Help for the distressed

Dr. Adler on my right, the health czar of the archdiocese, walked quickly to the other end of the dais to tend to Sen. John Marchi, the perennial New York legislator who was undoubtedly a guest the night Winston Churchill spoke, and who succeeded me as Conservative Party candidate for mayor of New York. His trouble was fleeting, but the rhythm of the evening was broken, and Brian Williams never did come out with his platform for the presidency.

Many guests were there with lesser concerns. My own centered on my recalcitrant trousers. The chief steward of the hotel had asked a tall bishop at the other end of the room if by chance he had come with an extra belt in hand. The answer of Bishop Gerald Walsh was that yes, indeed he had: His own belt was no longer critical to maintaining his pants at the requisite altitude.

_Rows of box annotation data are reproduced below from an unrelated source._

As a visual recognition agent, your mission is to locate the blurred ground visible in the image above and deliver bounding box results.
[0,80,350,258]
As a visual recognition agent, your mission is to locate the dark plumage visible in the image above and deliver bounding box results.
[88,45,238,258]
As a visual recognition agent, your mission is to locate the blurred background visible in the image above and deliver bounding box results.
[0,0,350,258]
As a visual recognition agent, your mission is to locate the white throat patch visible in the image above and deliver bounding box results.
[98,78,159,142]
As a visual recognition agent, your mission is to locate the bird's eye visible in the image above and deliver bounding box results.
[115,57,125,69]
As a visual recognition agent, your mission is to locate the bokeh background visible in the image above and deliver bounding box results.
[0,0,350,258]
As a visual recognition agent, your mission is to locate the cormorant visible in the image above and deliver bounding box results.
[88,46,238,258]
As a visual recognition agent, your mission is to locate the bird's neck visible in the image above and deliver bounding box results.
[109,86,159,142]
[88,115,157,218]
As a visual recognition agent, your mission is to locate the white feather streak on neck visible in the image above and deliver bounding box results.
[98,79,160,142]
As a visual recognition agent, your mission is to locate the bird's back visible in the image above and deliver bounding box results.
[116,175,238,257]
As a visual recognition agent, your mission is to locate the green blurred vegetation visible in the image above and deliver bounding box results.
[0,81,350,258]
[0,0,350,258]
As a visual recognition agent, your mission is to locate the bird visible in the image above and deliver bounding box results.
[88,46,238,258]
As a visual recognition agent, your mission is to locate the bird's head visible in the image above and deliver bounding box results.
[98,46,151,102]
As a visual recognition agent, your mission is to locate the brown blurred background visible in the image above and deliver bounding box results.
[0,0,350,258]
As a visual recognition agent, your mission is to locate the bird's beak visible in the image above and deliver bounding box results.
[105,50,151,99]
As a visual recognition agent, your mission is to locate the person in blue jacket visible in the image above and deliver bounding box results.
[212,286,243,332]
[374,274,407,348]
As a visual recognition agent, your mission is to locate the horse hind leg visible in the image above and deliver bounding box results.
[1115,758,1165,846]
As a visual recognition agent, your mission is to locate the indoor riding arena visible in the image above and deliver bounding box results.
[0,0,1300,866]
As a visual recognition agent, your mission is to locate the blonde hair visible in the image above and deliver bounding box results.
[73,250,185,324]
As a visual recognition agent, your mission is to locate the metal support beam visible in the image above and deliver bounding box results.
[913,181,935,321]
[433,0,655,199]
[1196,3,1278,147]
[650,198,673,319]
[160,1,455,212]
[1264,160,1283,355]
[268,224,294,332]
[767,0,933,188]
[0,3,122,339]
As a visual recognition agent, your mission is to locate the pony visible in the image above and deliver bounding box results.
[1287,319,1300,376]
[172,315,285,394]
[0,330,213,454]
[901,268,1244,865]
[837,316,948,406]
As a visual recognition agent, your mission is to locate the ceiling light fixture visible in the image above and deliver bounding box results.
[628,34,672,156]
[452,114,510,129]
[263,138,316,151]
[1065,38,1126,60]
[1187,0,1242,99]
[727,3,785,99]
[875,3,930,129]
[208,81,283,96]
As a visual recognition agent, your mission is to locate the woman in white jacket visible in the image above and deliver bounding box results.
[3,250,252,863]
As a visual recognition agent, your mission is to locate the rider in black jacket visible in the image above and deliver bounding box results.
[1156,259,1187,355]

So, across the room the episcopal belt made its way to me. It wouldn't tighten far enough, and I asked someone I thought a hotel steward if he could contrive to puncture a hole an inch farther up. He came back in a few minutes with the fresh hole, and identified himself as the eye surgeon of the cardinal.

I donned the belt to shore up my situation, and got a lecture from a guest who tore himself away from Henry Kissinger to say to me, "Try suspenders" -- which I have promised to do before I am dispatched to one of the nursing homes so caringly looked after on behalf of people who, earlier in life, have celebrated Al Smith's birthday by buying a ticket to the annual affair at the Waldorf.